Looking to the documentation, the methods purgeCache() (
http://hadoop.apache.org/docs/r0.20.2/api/org/apache/hadoop/filecache/DistributedCache.html#purgeCache(org.apache.hadoop.conf.Configuration))
and releaseCache() (
http://hadoop.apache.org/docs/r0.20.2/api/org/apache/hadoop/filecache/DistributedCache.html#releaseCache(java.net.URI,
org.apache.hadoop.conf.Configuration)) seems relevant for this case.
Probable we are not releasing the cached files properly after a job
execution.

2012/12/25 Pere Ferrera [email protected]

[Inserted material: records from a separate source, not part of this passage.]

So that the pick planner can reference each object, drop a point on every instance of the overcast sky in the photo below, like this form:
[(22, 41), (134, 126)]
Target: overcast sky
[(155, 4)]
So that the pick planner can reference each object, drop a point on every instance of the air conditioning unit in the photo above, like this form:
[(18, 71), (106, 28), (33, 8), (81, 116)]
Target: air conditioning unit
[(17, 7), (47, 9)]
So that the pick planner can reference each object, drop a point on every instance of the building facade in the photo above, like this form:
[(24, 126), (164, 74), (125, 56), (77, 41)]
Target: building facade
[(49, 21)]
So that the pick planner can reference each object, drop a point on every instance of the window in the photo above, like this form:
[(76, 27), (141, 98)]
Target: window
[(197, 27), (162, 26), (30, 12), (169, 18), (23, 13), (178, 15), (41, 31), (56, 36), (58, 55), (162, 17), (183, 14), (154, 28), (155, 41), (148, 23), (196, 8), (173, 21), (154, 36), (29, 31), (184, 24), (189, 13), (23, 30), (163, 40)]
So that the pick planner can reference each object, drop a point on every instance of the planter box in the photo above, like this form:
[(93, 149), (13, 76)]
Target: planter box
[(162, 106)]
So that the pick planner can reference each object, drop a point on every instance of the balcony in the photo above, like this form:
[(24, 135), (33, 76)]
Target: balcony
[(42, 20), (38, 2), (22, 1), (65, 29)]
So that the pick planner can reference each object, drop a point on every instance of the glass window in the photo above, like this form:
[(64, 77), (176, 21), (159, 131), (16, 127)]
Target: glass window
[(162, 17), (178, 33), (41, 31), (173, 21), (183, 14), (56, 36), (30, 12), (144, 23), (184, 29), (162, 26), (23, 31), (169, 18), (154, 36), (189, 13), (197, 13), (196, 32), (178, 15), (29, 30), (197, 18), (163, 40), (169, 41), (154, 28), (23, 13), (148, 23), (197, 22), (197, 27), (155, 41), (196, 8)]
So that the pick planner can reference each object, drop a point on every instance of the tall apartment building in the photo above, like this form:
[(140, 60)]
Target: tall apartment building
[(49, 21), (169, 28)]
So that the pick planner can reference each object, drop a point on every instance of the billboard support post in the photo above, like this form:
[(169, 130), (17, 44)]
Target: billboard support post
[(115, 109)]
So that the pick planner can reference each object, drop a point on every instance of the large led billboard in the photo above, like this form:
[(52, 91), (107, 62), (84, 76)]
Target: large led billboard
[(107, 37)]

Pangool serializes everything (InputFormat, Combiner, Mapper, Reducer,
OutputFormat...) so that we can use instances instead of classes. We try to
use the DistributedCache when possible (it is no possible for InputFormat
and OutputFormat). The current approach works fine, however, instance files
may be accumulated in "hadoop.tmp.dir" and, if not deleted, the cost of
loading one increases. There are two things that must be revised:

  1. Deleting instance files after Job finalization, if it's possible
  2. DCUtils: if(path.toString().endsWith(filePostFix)) -> Doesn't look like
    we need to do a postfix checking here. Getting the file straight should be
    possible and so the cost would be constant (we don't need to iterate over
    all instance files).
  3. Using the local files from DistributedCache when possible, through a
    boolean parameter. So InputFormat and OutputFormat will pass "false" and
    Combiner, Mapper and Reducer "true".

Currently the main bottleneck happens in the Combiner, if there are a lot
of files. The cost of loading the instance for everything else is
negligible. Which makes me thing of another idea:

  • We could implement a JVM-local cache for Combiner instances. A
    static HashMap, for instance. Because Combiners are executed in the same
    JVM than Mappers, caching the object instances would allow us to avoid
    looking for instance cache for every Combiner call. Does it make sense?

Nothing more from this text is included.